La vie politique et sociale des papiers d’identification en Afrique est un projet soutenu par l’Agence nationale de la recherche pour la péridoe 2016-2009 et coordonné par Richard Banégas (Sciences Po-CERI) & Séverine Awenengo Dalberto (CNRS-CEMAf)
Ce projet propose d’étudier la « gouvernementalité des papiers » en Afrique subsaharienne, de l’après-guerre à l’époque actuelle de diffusion globale des normes biométriques d’identification. Le constat de départ de cette recherche est qu’une grande partie des crises que traversent les sociétés africaines contemporaines sont des crises de la citoyenneté qui portent sur la question des droits et mettent en jeu les supports juridiques et politiques de leur reconnaissance, au premier rang desquels les « papiers » (cartes d’identité, d’électeurs, de séjour, passeports, certificats de nationalité, titres fonciers, certificats de propriété). Certains conflits s’énoncent même comme des « guerres de l’identification » (Côte d’Ivoire).

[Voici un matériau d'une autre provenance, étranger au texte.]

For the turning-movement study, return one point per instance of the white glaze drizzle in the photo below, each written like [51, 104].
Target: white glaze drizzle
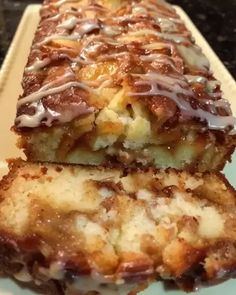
[178, 84]
[49, 116]
[160, 58]
[36, 96]
[61, 2]
[195, 79]
[194, 57]
[172, 37]
[69, 23]
[215, 122]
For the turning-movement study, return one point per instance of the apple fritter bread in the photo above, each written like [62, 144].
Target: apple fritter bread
[110, 230]
[121, 81]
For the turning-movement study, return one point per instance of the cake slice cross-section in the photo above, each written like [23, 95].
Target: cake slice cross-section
[121, 81]
[93, 230]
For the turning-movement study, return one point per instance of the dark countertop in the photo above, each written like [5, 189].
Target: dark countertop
[216, 19]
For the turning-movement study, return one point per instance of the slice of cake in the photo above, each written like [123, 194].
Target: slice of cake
[93, 230]
[121, 81]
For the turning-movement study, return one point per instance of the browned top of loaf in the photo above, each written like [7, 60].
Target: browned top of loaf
[134, 226]
[140, 47]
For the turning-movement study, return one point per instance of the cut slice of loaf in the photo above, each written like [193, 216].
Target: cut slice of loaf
[111, 231]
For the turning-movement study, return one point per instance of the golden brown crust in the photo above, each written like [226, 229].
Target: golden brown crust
[171, 224]
[116, 78]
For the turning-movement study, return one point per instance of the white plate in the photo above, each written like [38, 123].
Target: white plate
[10, 88]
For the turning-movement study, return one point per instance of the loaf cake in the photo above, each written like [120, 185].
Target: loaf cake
[123, 82]
[91, 229]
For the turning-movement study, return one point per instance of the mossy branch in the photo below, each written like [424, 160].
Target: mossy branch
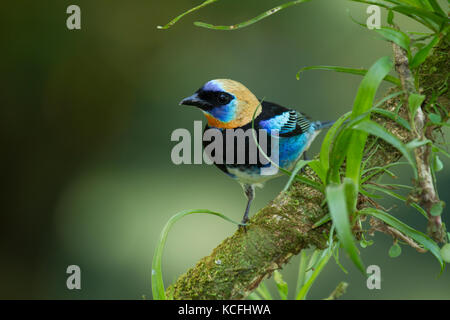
[285, 226]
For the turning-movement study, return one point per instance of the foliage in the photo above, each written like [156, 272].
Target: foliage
[341, 163]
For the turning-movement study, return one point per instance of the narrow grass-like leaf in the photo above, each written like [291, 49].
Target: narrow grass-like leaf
[157, 279]
[301, 278]
[414, 102]
[437, 8]
[316, 166]
[263, 291]
[322, 221]
[175, 20]
[298, 166]
[427, 18]
[396, 36]
[445, 252]
[417, 236]
[328, 140]
[375, 129]
[251, 21]
[393, 116]
[281, 285]
[378, 170]
[363, 103]
[254, 296]
[423, 53]
[388, 97]
[395, 250]
[340, 213]
[361, 72]
[399, 197]
[326, 255]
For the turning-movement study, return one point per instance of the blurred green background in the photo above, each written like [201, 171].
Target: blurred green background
[86, 118]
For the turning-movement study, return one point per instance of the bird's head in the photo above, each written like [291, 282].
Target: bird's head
[226, 103]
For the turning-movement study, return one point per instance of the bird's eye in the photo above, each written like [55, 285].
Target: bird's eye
[224, 98]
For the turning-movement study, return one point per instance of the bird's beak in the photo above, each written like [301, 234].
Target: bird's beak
[195, 101]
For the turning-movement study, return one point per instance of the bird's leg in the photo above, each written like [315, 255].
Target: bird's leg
[249, 191]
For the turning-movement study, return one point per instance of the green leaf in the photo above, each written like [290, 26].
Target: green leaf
[437, 8]
[175, 20]
[396, 36]
[254, 296]
[340, 213]
[263, 291]
[298, 166]
[322, 221]
[437, 164]
[437, 208]
[281, 285]
[316, 166]
[395, 250]
[251, 21]
[328, 140]
[414, 102]
[445, 252]
[326, 255]
[416, 143]
[435, 118]
[390, 18]
[375, 129]
[427, 18]
[157, 279]
[388, 97]
[363, 103]
[423, 53]
[417, 236]
[361, 72]
[393, 116]
[399, 197]
[301, 278]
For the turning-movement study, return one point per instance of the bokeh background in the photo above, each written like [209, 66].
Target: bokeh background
[85, 124]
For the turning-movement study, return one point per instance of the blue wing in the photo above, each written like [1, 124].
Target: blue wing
[287, 122]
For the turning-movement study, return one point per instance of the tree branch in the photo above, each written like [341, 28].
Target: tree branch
[280, 230]
[425, 188]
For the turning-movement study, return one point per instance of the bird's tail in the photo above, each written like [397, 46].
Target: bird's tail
[324, 124]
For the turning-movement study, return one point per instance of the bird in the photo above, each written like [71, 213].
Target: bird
[229, 106]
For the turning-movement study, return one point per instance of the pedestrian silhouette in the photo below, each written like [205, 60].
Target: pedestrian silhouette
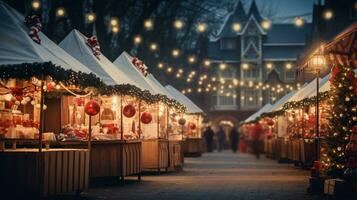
[208, 135]
[221, 138]
[234, 137]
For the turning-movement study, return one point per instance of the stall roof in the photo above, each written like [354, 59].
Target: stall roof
[16, 46]
[279, 104]
[258, 113]
[75, 44]
[190, 106]
[124, 63]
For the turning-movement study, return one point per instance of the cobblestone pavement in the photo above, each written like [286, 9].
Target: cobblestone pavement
[216, 176]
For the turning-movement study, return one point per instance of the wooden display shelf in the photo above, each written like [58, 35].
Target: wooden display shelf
[193, 147]
[176, 158]
[113, 158]
[28, 173]
[155, 154]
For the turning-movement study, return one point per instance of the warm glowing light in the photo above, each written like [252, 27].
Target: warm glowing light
[178, 24]
[236, 27]
[207, 63]
[90, 17]
[328, 14]
[148, 24]
[160, 65]
[201, 27]
[175, 53]
[153, 46]
[288, 66]
[269, 66]
[115, 29]
[245, 66]
[266, 24]
[60, 12]
[137, 39]
[192, 59]
[222, 66]
[36, 5]
[299, 21]
[114, 21]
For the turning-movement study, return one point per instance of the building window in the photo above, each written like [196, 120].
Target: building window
[251, 73]
[289, 74]
[250, 97]
[228, 44]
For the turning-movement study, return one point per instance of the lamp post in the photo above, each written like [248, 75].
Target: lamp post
[317, 62]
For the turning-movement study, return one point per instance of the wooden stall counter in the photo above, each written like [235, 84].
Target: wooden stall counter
[27, 172]
[155, 154]
[193, 147]
[112, 158]
[176, 158]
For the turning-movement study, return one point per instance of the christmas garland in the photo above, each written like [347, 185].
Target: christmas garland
[82, 80]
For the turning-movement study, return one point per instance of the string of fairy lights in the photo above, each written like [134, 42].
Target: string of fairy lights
[205, 83]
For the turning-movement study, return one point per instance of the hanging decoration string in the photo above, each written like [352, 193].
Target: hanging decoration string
[140, 65]
[93, 44]
[34, 24]
[74, 94]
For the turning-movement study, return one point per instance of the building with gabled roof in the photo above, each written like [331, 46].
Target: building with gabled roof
[253, 53]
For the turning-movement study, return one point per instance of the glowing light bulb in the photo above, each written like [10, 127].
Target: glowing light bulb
[178, 24]
[36, 5]
[236, 27]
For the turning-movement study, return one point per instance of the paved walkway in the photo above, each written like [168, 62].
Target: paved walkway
[216, 176]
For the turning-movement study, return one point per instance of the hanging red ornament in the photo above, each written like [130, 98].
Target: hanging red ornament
[50, 86]
[192, 125]
[146, 118]
[182, 121]
[79, 101]
[269, 121]
[92, 107]
[9, 104]
[129, 111]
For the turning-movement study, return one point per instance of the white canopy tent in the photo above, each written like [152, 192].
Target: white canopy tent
[16, 46]
[279, 104]
[258, 113]
[124, 63]
[190, 106]
[75, 44]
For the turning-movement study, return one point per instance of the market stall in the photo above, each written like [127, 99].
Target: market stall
[116, 146]
[32, 67]
[190, 124]
[154, 118]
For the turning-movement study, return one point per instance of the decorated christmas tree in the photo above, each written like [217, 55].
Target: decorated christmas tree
[342, 118]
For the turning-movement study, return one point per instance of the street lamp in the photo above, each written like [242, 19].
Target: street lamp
[316, 63]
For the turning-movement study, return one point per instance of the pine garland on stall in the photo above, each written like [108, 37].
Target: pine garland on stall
[342, 117]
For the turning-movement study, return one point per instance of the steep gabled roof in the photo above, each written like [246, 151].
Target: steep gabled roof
[238, 15]
[16, 46]
[253, 11]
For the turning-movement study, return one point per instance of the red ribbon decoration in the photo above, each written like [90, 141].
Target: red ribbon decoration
[140, 66]
[93, 43]
[34, 24]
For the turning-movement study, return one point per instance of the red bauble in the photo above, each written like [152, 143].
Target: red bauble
[146, 118]
[92, 108]
[50, 86]
[79, 101]
[9, 104]
[182, 121]
[270, 122]
[129, 111]
[192, 126]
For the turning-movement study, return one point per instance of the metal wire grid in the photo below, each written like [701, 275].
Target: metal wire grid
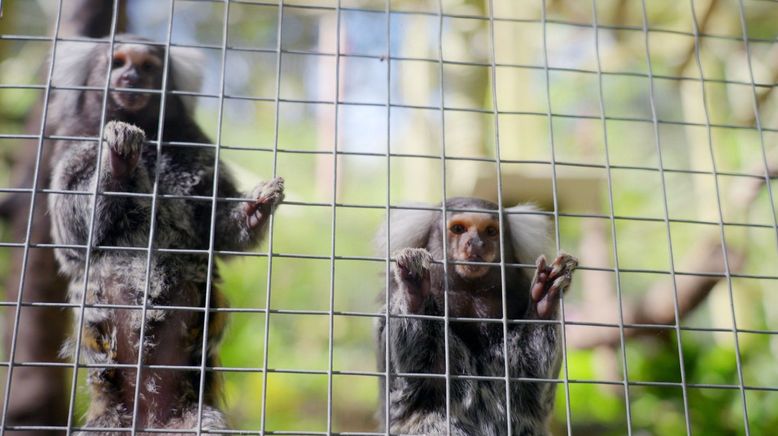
[334, 204]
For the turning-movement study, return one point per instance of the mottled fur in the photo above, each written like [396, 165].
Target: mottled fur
[417, 405]
[168, 398]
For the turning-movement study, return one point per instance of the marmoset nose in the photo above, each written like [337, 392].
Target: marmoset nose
[130, 78]
[474, 243]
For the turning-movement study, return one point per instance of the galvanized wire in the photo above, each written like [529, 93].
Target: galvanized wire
[388, 206]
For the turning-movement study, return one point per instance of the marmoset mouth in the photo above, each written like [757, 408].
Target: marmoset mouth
[131, 101]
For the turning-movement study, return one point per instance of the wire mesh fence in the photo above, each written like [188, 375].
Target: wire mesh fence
[645, 129]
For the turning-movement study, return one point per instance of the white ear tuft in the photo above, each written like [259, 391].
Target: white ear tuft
[529, 232]
[410, 228]
[188, 67]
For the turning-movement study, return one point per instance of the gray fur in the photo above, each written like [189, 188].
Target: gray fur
[168, 398]
[417, 405]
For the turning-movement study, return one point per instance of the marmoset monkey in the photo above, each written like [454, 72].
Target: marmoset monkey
[122, 220]
[417, 404]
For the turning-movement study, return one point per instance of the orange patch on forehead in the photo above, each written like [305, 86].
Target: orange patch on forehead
[470, 219]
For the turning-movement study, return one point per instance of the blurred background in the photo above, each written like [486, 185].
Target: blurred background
[660, 144]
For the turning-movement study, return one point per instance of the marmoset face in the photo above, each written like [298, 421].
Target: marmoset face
[135, 66]
[473, 237]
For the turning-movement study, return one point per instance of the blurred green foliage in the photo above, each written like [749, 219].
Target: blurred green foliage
[303, 278]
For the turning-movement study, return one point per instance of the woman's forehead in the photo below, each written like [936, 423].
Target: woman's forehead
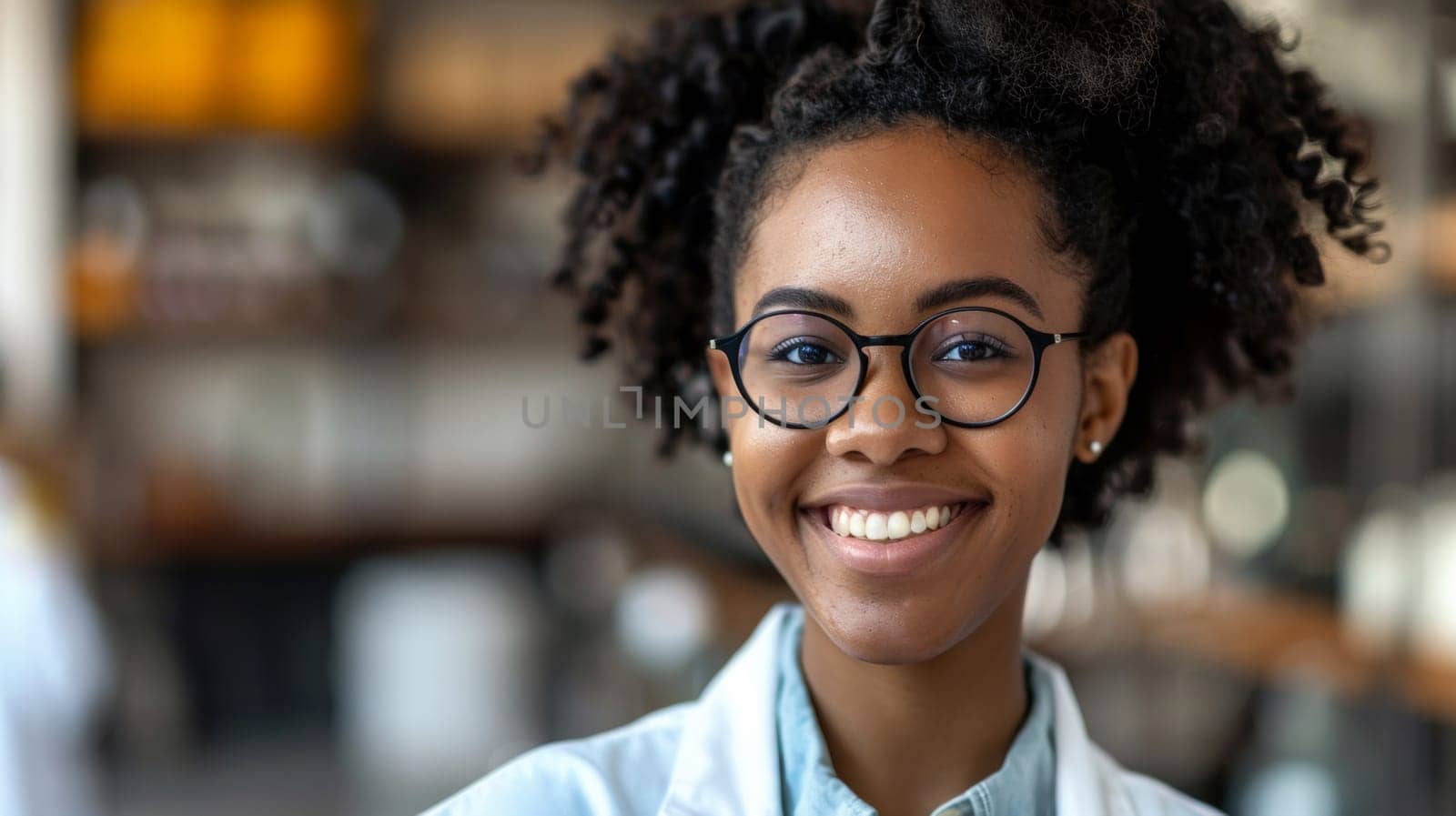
[888, 217]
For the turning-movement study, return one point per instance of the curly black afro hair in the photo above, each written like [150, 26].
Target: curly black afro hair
[1174, 146]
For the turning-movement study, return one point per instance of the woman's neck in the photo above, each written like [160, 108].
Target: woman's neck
[906, 738]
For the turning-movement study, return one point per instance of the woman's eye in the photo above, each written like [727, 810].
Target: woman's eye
[804, 354]
[970, 351]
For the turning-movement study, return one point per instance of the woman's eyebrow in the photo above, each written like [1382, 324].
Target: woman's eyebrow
[979, 287]
[798, 297]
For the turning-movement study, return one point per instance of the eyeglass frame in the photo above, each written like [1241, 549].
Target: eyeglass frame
[1040, 340]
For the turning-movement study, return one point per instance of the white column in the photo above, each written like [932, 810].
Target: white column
[33, 181]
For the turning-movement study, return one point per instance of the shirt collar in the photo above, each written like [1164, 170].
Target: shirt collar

La biométrisation accélérée des sociétés ouvre à une sécurisation accrue des droits, mais produit aussi de nouvelles tensions autour des recensements et de la délivrance des titres. Le projet interroge ainsi la corrélation qui semble s’observer entre dispositifs d’identification et violence politique. Mais il ne se limite pas aux situations de conflit : il entend au contraire mettre en regard l’usage des papiers en conjoncture de crise et en conjoncture routinière pour analyser les rapports ordinaires des citoyens à la sphère publique. L’objectif est d’étudier les pratiques de la citoyenneté en acte et la diffusion de la raison bureaucratique dans des sociétés réputées rétives à celle-ci.
En abordant les « papiers » dans une perspective de sociologie historique comparée, il s’agit de comprendre la façon dont les dispositifs matériels de l’identification et de l’assignation identitaire ont, d’un côté, répondu au projet étatique d’inclure, d’exclure ou de contrôler les individus et, de l’autre, permis l’émergence de nouvelles subjectivités morales et politiques. L’objectif de ce programme est de restituer l’historicité et l’ambivalence de ces processus, d’explorer la pluralité des instances de production documentaire et la complexité des rapports que les individus nouent à ces documents et institutions. Par-delà une analyse de l’encartement comme technologie de pouvoir, il vise à rendre compte de la « vie sociale des papiers » pour mieux appréhender, par le bas, les pratiques ordinaires de la citoyenneté.
Le programme repose sur une approche comparatiste croisant des études de cas menées dans une douzaine de pays d’Afrique subsaharienne : Afrique du Sud, Burkina Faso, Cameroun, Côte d’Ivoire, Kenya, Mali, Mauritanie, Nigeria, Ouganda, Rwanda, Sénégal, Tchad. Le projet mobilise deux partenaires institutionnels en France (le Centre de recherches internationales de Sciences Po et l’Institut des mondes africains (IMAf)), des collaborations universitaires africaines (dont Wits University à Johannesburg) et quinze chercheurs, historiens, politistes et anthropologues, spécialistes des questions de citoyenneté sur leurs terrains respectifs.